A Comissão de Constituição e Justiça (CCJ) do Senado volta a analisar, nesta terça-feira (30), o projeto de lei que recria o DPVAT, o seguro obrigatório para vítimas de acidente de trânsito, extinto em 2021.

O relator e líder do governo no Senado, senador Jaques Wagner (PT-BA), apresentou relatório favorável. A pedido dele, a proposta foi retirada da pauta do colegiado na semana passada.

A pauta foi aprovada pela Câmara dos Deputados em 9 de abril com amplo apoio. Foram 304 votos favoráveis e 136 contrários ao texto que foi ao Senado.

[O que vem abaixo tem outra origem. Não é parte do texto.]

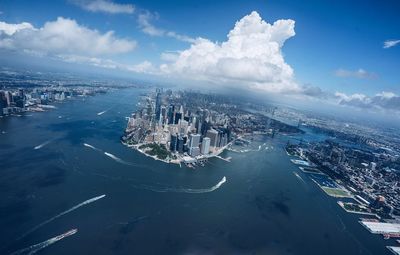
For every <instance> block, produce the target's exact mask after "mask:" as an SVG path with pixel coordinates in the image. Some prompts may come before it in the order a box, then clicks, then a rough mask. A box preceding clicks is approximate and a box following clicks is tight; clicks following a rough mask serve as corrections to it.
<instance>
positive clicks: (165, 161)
mask: <svg viewBox="0 0 400 255" xmlns="http://www.w3.org/2000/svg"><path fill="white" fill-rule="evenodd" d="M236 139H237V138H235V139H233V140H232V141H231V142H229V143H228V144H227V145H225V146H224V147H222V148H220V149H219V150H216V152H214V153H212V154H211V153H210V154H209V155H201V156H199V157H194V158H193V157H192V158H193V159H195V160H196V161H198V160H204V159H209V158H214V157H215V158H219V159H221V160H224V161H226V162H230V159H231V157H228V158H222V157H221V156H220V154H221V153H222V152H224V151H225V150H227V149H228V147H229V145H231V144H232V142H234V141H235V140H236ZM121 143H122V144H123V145H125V146H127V147H128V148H131V149H133V150H136V151H138V152H140V153H142V154H144V155H145V156H147V157H150V158H152V159H154V160H158V161H162V162H164V163H168V164H177V165H180V166H181V164H182V163H185V162H184V159H183V157H181V158H179V157H178V158H177V159H170V160H166V159H160V158H158V157H157V156H156V155H150V154H148V153H146V151H144V150H142V149H139V147H140V146H142V145H146V144H151V143H139V144H128V143H126V142H124V141H122V140H121Z"/></svg>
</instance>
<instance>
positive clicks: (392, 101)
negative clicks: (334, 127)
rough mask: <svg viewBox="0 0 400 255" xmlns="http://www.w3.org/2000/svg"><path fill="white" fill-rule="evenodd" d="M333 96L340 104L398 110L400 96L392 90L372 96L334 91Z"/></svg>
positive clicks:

O projeto garante indenização por morte e por invalidez permanente, total ou parcial. Também engloba reembolso de despesas com assistências médicas que não estejam disponíveis pelo SUS no local de residência da vítima, serviços funerários e reabilitação profissional de vítimas com invalidez parcial. O seguro será operado pela Caixa Econômica Federal em um novo fundo.

A proposta também permite ao governo federal o aumento de gastos previstos no Orçamento (crédito suplementar) sem precisar do aval do Congresso. O valor previsto é de R$ 15 bilhões. Para isso, o projeto altera regra do Novo Arcabouço Fiscal.

O uso dos créditos suplementares estava previsto apenas para o fim de maio, pois as regras atuais condicionam os recursos à divulgação da segunda avaliação bimestral de receitas e despesas feita pelo Tesouro Nacional, que ainda não ocorreu.

O mecanismo tem como fonte o aumento no crescimento da receita previsto para o período em relação à receita arrecadada em 2023 e só vale para 2024. Também deve observar os limites de gastos previstos na legislação.

Perse também está na pauta
Já o Plenário do Senado deve votar, também nesta terça-feira, em sessão semipresencial, o projeto de lei que estabelece novas regras para os incentivos ao setor de eventos. A proposta prorroga e reformula o Programa Emergencial de Retomada do Setor de Eventos (Perse).

Aprovado pela Câmara em 23 de abril, o projeto determina o teto de R$ 15 bilhões para a renúncia tributária garantida pelo Perse de abril de 2024 a dezembro de 2026. A proposta também reduz de 44 para 30 os tipos de serviços beneficiados atualmente pelo programa.

A criação do Perse foi aprovada pelo Congresso em meio à pandemia da covid-19. O objetivo foi socorrer de forma emergencial o setor de eventos, um dos mais afetados pela crise sanitária.

Para acelerar a análise do texto, líderes apresentaram um requerimento para a tramitação com urgência do projeto. A relatora deve ser a senadora Daniella Ribeiro (PSD-PB), que também relatou o primeiro projeto sobre o programa.

O governo determinou o fim do Perse de forma gradual na Medida Provisória (MP) 1.202/2024, que também previa a reoneração da folha de pagamentos de empresas e de prefeituras.

Os temas foram divididos em três projetos de lei enviados pelo governo. O texto da MP, já aprovado na comissão mista, passou a tratar apenas de regras da compensação tributária.